According to Hakol Hayehudi, many residents and public officials in Judea and Samaria have been calling recently for the dismissal of Maj. Gen. Alon, because of the worst security situation in the area since Operation Defensive Shield a decade ago.
Eviatar Borowski’s widow also published a letter saying Alon is “heartless” and calling for his dismissal.
Maj. Gen. Alon’s ties with Israel’s extreme left are considered among the strongest in the IDF top echelon. His wife, Mor Alon, is a known supporter of “Machsom Watch” which documents the activities of IDF soldiers at checkpoints in Judea and Samaria.
For some reason, the leaders of the town of Beit El picked a time when public uproar against Alon is gaining momentum to embrace the IDF commander and invite him to be the guest of honor in the main event of Jerusalem Day, at a local synagogue.

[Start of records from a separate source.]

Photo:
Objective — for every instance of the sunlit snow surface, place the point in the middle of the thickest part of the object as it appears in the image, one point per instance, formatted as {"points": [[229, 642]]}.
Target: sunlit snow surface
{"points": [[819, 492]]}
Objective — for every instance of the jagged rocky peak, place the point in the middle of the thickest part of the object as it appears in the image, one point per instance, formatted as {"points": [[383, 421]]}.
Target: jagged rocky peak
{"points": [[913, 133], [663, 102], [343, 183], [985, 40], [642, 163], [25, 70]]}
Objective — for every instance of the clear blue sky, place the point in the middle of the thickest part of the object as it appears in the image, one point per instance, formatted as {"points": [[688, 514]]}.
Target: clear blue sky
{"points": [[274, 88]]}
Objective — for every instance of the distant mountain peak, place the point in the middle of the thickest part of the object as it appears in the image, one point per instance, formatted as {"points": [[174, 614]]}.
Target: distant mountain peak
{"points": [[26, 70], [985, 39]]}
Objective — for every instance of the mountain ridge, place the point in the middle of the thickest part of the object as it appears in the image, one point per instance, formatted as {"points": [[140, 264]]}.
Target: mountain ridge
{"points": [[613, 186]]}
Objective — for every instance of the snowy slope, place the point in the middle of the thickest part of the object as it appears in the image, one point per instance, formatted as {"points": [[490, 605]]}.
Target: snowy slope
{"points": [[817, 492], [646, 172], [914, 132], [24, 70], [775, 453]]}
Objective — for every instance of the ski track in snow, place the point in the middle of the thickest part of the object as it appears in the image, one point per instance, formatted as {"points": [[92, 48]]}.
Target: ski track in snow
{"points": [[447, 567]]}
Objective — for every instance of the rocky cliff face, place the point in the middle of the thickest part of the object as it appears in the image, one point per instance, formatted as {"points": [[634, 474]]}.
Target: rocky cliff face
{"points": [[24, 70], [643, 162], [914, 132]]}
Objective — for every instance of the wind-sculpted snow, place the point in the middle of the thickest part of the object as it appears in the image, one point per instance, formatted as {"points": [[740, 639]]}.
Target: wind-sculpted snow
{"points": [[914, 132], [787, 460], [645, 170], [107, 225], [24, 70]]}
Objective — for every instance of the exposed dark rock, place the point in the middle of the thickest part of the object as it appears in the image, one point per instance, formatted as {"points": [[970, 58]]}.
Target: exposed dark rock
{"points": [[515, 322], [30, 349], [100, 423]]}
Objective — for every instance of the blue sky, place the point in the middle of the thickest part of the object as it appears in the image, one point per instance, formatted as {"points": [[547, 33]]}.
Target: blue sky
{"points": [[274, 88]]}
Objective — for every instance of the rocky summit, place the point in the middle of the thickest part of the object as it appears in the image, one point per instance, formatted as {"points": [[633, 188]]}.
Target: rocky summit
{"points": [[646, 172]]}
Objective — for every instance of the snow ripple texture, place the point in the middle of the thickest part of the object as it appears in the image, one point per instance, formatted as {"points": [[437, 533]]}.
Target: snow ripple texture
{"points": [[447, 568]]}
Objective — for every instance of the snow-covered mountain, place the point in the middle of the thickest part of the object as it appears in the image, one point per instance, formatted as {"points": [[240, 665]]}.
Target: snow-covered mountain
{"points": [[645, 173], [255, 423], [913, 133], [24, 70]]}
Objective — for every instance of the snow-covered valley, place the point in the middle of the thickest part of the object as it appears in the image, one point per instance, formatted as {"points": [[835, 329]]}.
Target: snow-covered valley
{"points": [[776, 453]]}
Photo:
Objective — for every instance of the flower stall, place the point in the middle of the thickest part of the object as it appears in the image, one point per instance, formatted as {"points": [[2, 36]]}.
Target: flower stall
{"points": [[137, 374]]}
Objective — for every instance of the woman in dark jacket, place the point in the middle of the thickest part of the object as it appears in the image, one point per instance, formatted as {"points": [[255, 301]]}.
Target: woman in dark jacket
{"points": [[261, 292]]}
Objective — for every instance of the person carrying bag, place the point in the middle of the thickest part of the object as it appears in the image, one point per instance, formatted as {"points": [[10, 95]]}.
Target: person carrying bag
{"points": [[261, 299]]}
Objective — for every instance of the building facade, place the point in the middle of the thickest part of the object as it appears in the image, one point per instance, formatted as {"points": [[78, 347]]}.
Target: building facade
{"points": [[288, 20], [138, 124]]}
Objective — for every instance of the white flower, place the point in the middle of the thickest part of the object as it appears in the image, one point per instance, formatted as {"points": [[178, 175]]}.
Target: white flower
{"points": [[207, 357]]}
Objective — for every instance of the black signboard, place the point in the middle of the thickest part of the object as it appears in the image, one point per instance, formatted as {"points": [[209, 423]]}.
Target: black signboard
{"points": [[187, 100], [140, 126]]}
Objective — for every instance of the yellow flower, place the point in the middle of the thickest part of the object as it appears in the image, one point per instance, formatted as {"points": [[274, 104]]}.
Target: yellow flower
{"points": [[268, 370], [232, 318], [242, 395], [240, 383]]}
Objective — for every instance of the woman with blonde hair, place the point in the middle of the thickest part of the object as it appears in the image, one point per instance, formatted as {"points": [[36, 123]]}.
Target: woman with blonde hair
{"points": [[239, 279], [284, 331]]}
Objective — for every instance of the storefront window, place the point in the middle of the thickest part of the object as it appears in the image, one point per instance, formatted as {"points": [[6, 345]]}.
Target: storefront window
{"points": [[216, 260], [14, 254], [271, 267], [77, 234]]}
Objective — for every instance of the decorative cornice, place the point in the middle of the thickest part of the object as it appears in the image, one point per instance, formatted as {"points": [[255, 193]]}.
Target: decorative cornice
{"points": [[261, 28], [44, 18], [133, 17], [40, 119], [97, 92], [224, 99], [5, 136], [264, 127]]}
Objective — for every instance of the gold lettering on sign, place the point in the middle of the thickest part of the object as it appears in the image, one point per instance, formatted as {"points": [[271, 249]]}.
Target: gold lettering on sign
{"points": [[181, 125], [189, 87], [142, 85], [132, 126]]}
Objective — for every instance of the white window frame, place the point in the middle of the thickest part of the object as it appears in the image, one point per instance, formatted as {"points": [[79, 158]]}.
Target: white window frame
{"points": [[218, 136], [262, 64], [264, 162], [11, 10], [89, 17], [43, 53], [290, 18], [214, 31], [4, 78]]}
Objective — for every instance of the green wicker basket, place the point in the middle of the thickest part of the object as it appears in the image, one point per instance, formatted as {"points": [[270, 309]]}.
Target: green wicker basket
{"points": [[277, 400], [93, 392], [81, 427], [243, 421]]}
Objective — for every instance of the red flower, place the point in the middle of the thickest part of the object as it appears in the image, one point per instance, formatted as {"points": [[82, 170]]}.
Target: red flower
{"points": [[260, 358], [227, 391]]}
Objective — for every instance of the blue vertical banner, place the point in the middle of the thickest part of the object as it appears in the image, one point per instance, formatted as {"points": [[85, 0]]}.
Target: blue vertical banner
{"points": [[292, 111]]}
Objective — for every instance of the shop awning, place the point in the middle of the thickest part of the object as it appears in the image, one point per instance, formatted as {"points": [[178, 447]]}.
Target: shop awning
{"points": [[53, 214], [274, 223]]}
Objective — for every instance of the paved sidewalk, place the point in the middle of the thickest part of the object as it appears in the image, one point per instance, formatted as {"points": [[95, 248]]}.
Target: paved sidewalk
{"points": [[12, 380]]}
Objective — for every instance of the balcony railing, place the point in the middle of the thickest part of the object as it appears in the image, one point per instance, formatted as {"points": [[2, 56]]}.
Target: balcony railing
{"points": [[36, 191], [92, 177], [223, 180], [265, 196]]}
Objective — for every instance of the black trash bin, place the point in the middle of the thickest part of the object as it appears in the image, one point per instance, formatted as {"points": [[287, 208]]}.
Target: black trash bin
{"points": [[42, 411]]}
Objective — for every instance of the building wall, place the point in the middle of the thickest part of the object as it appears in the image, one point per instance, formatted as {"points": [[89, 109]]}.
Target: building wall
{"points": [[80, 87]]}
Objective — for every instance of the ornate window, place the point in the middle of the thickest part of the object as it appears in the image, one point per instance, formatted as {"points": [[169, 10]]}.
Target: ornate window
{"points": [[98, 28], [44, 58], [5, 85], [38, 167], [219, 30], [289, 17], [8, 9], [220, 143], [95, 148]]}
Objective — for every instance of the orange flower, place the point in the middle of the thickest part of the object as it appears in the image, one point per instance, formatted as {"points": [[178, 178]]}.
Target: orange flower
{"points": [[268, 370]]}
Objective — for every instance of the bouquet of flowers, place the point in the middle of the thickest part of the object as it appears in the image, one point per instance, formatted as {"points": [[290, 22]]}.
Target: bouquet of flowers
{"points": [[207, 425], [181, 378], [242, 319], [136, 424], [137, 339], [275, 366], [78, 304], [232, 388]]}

The invitation, sent out before the murder, dismayed many local residents. But in recent days the grumbling has grown into loud protest, and on Sunday residents hung fliers around town protesting Alon’s invitation.
“Inviting someone like Nitzan Alon to the town of Beit El of all places, and on the day of the liberation of Jerusalem and Judea and Samaria, is an insult to a substantial portion of the population,” the flyer, distributed to community mailboxes, declared. “We ask that you act to revoke his participation as a guest of honor at the prayer ceremony.”
The flyer contains outrageous quotes by Alon, like his statement after the murder of the Fogel family, when he said it was “a price tag price tag,” referring to the campaign by some Jews to impose a cost in loss of property to Arab hostilities.
It appears that the protest, which was joined by many Beit El residents, including public figures and rabbis, left an impression. On Sunday, the Beit El leadership informed Maj. Gen. Nitzan Alon that he was no longer welcome.